Он скрестил на груди руки. Выражение его глаз показалось Джулии совершенно незнакомым.
— Ты права. В любом случае я негодяй. Мариан ведьма. А ты святая. Что я должен сделать, Джулия, чтобы угодить тебе? Арестовать ее и бросить в тюрьму? Пройти по горячим углям?
Носить власяницу?
— Как ты можешь быть таким слепым? — Джулия заплакала, не сдержав слез смятения. Ей казалось, что за последнюю неделю она плакала больше, чем за предыдущие двадцать три года. Неужели этому никогда не будет конца? — Разве ты не видишь, что я боюсь ее? Она родила тебе сына. Она часть твоего прошлого. И она дура, потому что бросила тебя ради проходимца, который в конце концов разобьет ее сердце. И когда это случится, она захочет вернуть и своего ребенка, и его отца. — Она стерла слезы и громко шмыгнула носом. — Когда ты просил меня выйти за тебя замуж, я не сомневалась, что у тебя ко мне такие же чувства, как у меня к тебе. Что ты тоже не можешь жить без меня. Я не ожидала, что стану лишней даже раньше, чем сниму свадебное платье!

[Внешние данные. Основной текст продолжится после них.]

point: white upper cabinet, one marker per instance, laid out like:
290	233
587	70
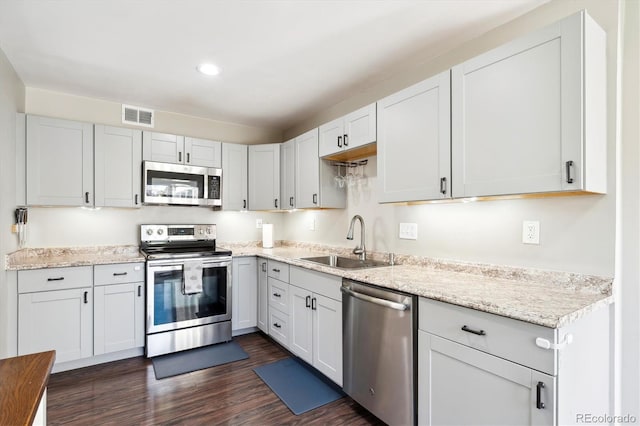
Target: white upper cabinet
414	144
202	152
530	116
287	175
351	131
234	177
168	148
59	157
264	176
315	178
118	155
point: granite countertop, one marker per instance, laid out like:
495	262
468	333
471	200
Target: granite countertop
550	299
547	298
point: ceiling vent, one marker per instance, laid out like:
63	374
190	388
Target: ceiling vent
137	116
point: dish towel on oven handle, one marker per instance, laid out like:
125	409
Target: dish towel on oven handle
192	277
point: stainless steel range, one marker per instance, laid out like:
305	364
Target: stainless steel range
188	288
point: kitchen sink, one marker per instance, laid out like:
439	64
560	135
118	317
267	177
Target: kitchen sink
346	262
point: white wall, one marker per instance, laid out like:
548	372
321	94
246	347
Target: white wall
11	101
577	233
68	227
58	227
627	283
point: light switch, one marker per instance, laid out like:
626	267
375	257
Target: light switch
408	231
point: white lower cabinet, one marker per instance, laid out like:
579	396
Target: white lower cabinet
56	320
263	299
55	312
244	300
464	386
118	307
315	312
476	368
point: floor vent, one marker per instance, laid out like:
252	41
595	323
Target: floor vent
137	116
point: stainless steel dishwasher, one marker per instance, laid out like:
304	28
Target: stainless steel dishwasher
379	328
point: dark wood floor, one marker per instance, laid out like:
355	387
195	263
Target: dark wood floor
127	393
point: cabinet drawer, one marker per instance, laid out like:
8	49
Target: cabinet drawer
118	273
278	294
504	337
55	279
278	270
317	282
279	326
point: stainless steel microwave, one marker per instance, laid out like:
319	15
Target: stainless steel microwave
182	185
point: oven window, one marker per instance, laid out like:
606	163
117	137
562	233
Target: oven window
174	185
171	305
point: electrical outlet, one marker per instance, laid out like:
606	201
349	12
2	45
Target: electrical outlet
408	231
531	232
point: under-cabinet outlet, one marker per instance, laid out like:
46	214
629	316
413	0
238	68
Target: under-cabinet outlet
408	231
531	232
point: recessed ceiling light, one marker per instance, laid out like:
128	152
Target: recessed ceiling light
208	69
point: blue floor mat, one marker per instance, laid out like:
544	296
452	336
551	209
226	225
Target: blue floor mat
197	359
299	386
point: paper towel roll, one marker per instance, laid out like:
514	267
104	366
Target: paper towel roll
267	235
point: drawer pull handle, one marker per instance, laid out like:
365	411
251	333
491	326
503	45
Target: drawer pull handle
569	165
539	403
472	331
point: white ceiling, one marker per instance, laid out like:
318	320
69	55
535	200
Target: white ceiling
281	61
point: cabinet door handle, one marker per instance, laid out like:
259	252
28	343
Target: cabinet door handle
472	331
569	165
443	185
539	403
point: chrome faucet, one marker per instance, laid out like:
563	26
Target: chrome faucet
360	250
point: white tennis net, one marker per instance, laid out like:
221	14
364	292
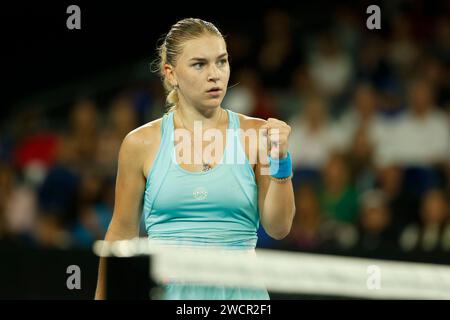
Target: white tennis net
288	272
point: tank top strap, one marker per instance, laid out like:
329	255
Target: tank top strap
161	165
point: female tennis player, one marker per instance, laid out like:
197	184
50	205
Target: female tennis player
202	175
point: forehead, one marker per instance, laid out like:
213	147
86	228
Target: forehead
206	46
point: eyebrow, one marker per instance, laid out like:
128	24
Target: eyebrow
204	59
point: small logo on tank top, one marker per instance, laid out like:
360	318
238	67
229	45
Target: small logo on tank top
200	193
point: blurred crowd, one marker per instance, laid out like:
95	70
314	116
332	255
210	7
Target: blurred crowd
370	141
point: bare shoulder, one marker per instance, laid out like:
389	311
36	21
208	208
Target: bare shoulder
143	137
140	146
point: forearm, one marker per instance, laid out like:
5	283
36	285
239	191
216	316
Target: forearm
114	233
279	209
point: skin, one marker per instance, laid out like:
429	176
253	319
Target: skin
194	77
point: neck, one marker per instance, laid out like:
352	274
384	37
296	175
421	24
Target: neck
190	115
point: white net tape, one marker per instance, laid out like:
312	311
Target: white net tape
288	272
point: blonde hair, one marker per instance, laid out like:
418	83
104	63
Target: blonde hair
172	47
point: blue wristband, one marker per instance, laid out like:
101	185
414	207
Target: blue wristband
280	168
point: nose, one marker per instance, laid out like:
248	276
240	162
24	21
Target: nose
213	74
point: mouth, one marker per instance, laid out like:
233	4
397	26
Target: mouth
215	90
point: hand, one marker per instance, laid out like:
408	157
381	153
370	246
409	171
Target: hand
277	132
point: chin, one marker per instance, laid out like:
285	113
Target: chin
213	104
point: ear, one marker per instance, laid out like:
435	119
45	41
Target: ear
169	72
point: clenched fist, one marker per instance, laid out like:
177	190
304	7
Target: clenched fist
277	133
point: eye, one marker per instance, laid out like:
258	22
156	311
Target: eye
222	62
198	65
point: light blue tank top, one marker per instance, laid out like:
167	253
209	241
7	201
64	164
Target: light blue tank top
218	207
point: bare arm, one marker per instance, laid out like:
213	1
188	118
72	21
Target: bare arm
275	199
130	185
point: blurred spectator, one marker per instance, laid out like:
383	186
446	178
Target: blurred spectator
376	230
291	101
403	51
401	204
433	231
121	120
420	137
331	69
305	233
311	139
339	200
83	130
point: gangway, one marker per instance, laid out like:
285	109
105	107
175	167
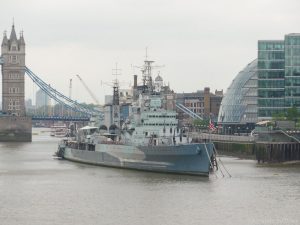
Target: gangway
188	111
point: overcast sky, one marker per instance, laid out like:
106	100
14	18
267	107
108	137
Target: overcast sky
200	43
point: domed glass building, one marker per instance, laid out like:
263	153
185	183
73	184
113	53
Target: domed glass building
238	110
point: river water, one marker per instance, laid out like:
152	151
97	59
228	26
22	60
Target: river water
37	189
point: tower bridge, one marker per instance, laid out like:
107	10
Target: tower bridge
15	125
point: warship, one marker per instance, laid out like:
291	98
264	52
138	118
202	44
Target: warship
150	139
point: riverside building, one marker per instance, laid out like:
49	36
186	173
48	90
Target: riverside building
278	72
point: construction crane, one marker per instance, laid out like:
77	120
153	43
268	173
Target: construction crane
70	89
89	91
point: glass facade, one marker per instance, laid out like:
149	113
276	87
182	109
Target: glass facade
292	70
278	74
270	73
239	105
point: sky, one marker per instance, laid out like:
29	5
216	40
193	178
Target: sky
198	43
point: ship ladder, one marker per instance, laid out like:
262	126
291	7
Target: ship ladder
221	164
210	162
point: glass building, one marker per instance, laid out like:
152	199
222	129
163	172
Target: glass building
238	110
292	70
278	72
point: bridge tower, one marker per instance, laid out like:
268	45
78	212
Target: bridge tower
13	71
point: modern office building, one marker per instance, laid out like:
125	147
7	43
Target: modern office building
278	72
203	102
238	111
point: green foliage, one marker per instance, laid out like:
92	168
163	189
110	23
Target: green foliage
200	123
291	114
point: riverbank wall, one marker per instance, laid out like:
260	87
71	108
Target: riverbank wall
15	129
266	147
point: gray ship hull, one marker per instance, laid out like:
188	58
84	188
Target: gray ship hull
194	159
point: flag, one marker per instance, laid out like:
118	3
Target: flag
211	126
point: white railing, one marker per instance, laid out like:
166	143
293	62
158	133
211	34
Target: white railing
218	137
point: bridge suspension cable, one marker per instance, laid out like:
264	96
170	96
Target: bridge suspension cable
61	98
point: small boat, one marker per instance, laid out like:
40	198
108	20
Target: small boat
59	130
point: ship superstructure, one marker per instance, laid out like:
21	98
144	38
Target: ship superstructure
149	139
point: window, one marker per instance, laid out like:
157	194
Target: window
13	104
13	59
13	90
13	75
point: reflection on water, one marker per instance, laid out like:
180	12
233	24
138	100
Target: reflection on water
36	188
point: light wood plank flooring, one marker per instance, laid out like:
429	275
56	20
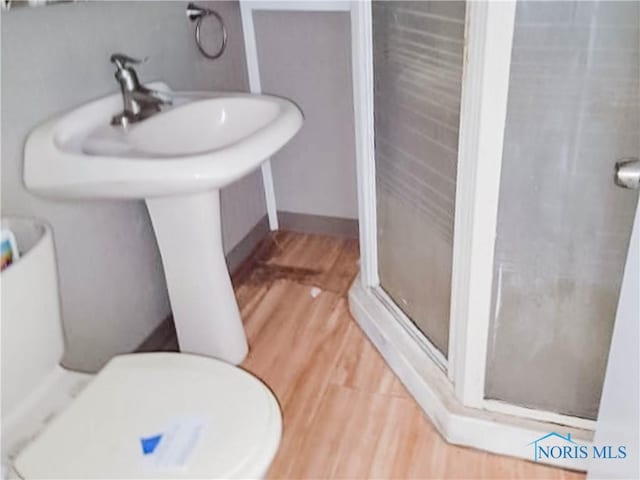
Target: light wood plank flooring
345	413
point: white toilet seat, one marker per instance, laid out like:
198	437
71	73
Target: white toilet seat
140	396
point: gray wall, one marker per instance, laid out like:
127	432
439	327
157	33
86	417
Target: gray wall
54	58
563	227
306	56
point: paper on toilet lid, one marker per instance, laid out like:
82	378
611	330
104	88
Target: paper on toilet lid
161	415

Джулия никогда бы не поверила, что, открыв ему свои глубочайшие страхи, она сможет так тронуть его. Не успела она перевести дыхание, как он поднял ее на руки и понес в спальню. В их спальню. А в ухо ей он бормотал исцеляющие слова любви:
— Любимая… Прости меня… Я осел… Я не хотел заставить тебя плакать. Не думай, что я оставлю тебя. Ни ради Мариан, ни ради любой другой женщины… Этого никогда не случится. Даю тебе торжественное обещание: этого никогда не случится.
— А если она поставит тебя перед выбором расстаться со мной или отдать ей ребенка? — Рыдая, она высказала последний страх-призрак, который так неотвязно преследовал ее всю прошедшую неделю.